Entre Mathieu Bodmer et Nicolas Seube, une estime réciproque

"C'est Mathéo ou c'est moi", souligne, avec le sourire, Mathieu Bodmer (ici, aux côtés de Nicolas Seube) à propos de cette photo où la ressemblance avec son fils aîné, néo-professionnel au HAC, est frappante. ©Roland Le Meur

C'est par une chaleureuse embrassade que les deux hommes se sont salués ; preuve de l'estime qu'ils se portent réciproquement. "Avec Mathieu, on a été élevés dans le même club", lance Nicolas Seube, référence au Stade Malherbe. "Même si je ne l'ai pas eu comme coach, je connais très bien Pascal (Théault, l'un des principaux formateurs de Mathieu Bodmer à Caen), j'échange régulièrement avec lui.
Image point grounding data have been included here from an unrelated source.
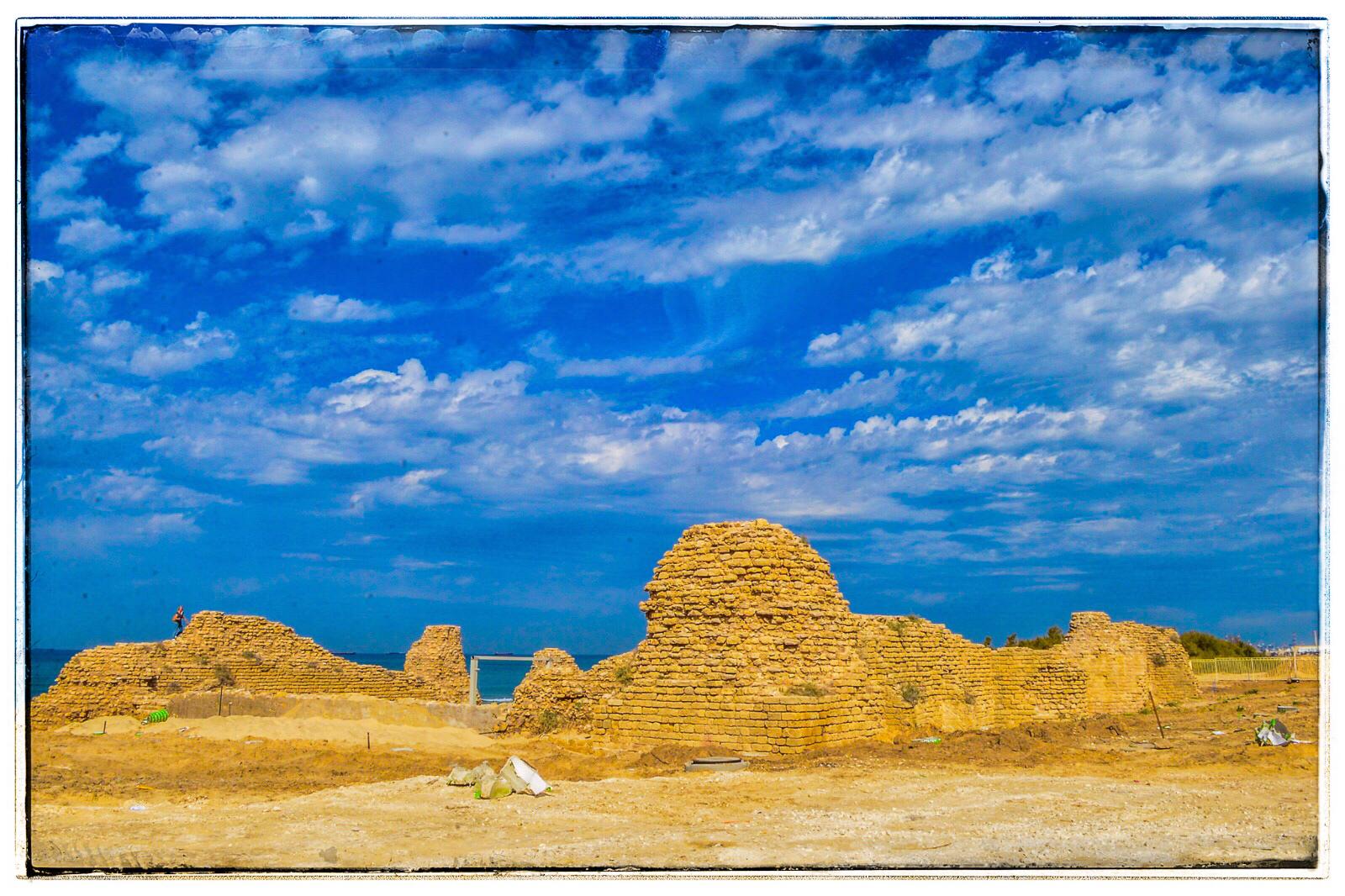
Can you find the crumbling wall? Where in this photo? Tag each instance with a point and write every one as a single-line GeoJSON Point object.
{"type": "Point", "coordinates": [1125, 661]}
{"type": "Point", "coordinates": [932, 677]}
{"type": "Point", "coordinates": [752, 647]}
{"type": "Point", "coordinates": [437, 660]}
{"type": "Point", "coordinates": [248, 653]}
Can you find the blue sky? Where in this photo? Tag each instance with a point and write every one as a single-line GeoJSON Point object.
{"type": "Point", "coordinates": [367, 329]}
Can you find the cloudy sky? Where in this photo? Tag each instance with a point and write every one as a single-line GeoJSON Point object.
{"type": "Point", "coordinates": [365, 329]}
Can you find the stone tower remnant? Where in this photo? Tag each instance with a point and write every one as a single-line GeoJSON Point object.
{"type": "Point", "coordinates": [752, 647]}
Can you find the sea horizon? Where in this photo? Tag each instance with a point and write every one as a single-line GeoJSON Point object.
{"type": "Point", "coordinates": [495, 683]}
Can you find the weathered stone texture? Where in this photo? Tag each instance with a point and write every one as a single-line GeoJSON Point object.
{"type": "Point", "coordinates": [437, 660]}
{"type": "Point", "coordinates": [752, 647]}
{"type": "Point", "coordinates": [252, 654]}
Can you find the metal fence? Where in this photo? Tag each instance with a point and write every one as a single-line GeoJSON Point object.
{"type": "Point", "coordinates": [1258, 667]}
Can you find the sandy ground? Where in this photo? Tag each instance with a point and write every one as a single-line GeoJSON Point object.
{"type": "Point", "coordinates": [273, 793]}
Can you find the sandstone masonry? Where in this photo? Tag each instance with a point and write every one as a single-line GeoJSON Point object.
{"type": "Point", "coordinates": [752, 647]}
{"type": "Point", "coordinates": [244, 653]}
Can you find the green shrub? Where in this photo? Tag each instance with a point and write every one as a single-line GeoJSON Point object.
{"type": "Point", "coordinates": [1044, 642]}
{"type": "Point", "coordinates": [1205, 646]}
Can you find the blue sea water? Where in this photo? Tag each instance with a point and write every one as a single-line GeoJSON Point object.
{"type": "Point", "coordinates": [497, 681]}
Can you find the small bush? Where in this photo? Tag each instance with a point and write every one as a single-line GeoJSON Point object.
{"type": "Point", "coordinates": [806, 689]}
{"type": "Point", "coordinates": [1205, 646]}
{"type": "Point", "coordinates": [1044, 642]}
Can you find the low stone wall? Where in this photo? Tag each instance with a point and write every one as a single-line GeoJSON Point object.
{"type": "Point", "coordinates": [354, 707]}
{"type": "Point", "coordinates": [248, 653]}
{"type": "Point", "coordinates": [752, 647]}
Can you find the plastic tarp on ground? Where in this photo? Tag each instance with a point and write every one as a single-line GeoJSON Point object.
{"type": "Point", "coordinates": [514, 777]}
{"type": "Point", "coordinates": [1273, 734]}
{"type": "Point", "coordinates": [533, 783]}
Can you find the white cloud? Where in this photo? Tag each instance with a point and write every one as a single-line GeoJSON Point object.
{"type": "Point", "coordinates": [125, 346]}
{"type": "Point", "coordinates": [631, 367]}
{"type": "Point", "coordinates": [955, 47]}
{"type": "Point", "coordinates": [456, 235]}
{"type": "Point", "coordinates": [93, 235]}
{"type": "Point", "coordinates": [1154, 315]}
{"type": "Point", "coordinates": [327, 308]}
{"type": "Point", "coordinates": [611, 51]}
{"type": "Point", "coordinates": [856, 392]}
{"type": "Point", "coordinates": [98, 533]}
{"type": "Point", "coordinates": [42, 272]}
{"type": "Point", "coordinates": [145, 92]}
{"type": "Point", "coordinates": [134, 490]}
{"type": "Point", "coordinates": [58, 192]}
{"type": "Point", "coordinates": [416, 488]}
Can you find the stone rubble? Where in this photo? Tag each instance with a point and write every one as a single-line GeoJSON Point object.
{"type": "Point", "coordinates": [248, 654]}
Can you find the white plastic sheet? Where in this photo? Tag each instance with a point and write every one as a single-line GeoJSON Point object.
{"type": "Point", "coordinates": [531, 779]}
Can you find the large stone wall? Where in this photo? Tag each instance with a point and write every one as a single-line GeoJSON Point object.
{"type": "Point", "coordinates": [251, 654]}
{"type": "Point", "coordinates": [752, 647]}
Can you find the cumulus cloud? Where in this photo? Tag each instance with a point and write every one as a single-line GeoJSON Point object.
{"type": "Point", "coordinates": [856, 392]}
{"type": "Point", "coordinates": [631, 367]}
{"type": "Point", "coordinates": [93, 235]}
{"type": "Point", "coordinates": [96, 535]}
{"type": "Point", "coordinates": [125, 346]}
{"type": "Point", "coordinates": [327, 308]}
{"type": "Point", "coordinates": [955, 47]}
{"type": "Point", "coordinates": [1154, 315]}
{"type": "Point", "coordinates": [134, 490]}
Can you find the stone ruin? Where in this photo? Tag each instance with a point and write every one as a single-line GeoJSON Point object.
{"type": "Point", "coordinates": [241, 653]}
{"type": "Point", "coordinates": [751, 647]}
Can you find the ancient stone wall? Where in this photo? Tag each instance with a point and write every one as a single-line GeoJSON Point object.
{"type": "Point", "coordinates": [245, 653]}
{"type": "Point", "coordinates": [752, 647]}
{"type": "Point", "coordinates": [437, 660]}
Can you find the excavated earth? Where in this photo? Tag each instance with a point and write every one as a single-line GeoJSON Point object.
{"type": "Point", "coordinates": [251, 793]}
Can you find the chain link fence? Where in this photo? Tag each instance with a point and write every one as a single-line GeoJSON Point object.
{"type": "Point", "coordinates": [1257, 667]}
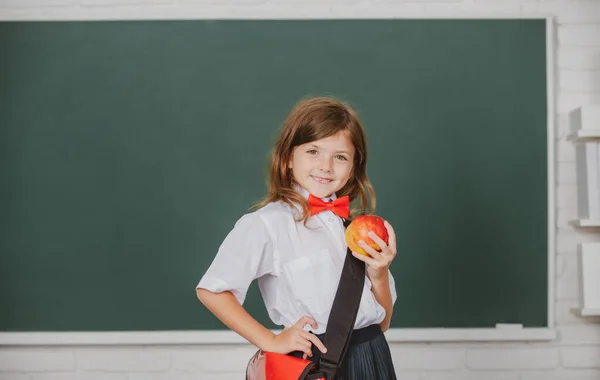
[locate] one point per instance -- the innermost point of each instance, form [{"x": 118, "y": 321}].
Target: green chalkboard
[{"x": 128, "y": 149}]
Je sais par quoi Mathieu est marqué". Depuis qu'ils ont été partenaires pendant deux saisons sous le maillot « Rouge et Bleu » (2001-2003), ces deux anciens joueurs ne se sont jamais vraiment perdus de vue. Tout d'abord, en s'affrontant à de nombreuses reprises ; Mathieu Bodmer ayant souvent croisé la route du SMC avec ses clubs successifs (Lille, Lyon, PSG, Nice).

Ses deux fils tiennent également un rôle dans cette relation puisque son cadet, Timéo (17 ans) est pensionnaire du centre de formation caennais, dirigé par Nicolas Seube jusqu'en novembre, alors que son aîné, Mathéo (19 ans), néo-professionnel au HAC, appartient à la même génération que Brahim Traoré et Noé Lebreton. "Ils ont joué ensemble en équipe de Basse-Normandie", explique le directeur sportif (DS) des « Ciel et Marine ». Mathieu Bodmer et Nicolas Seube ont aussi une bonne connaissance en commun en la personne de Matthieu Ballon, éducateur historique du Stade Malherbe. "Matthieu, c'était mon voisin quand j'étais petit, à Evreux. On a grandi ensemble", confie le dirigeant havrais. Et qui sait, peut-être qu'un jour, ils collaboreront, chacun dans sa fonction respective, dans un club qui ne devrait être ni le HAC, ni le SMC. Histoire de ne pas faire de jaloux.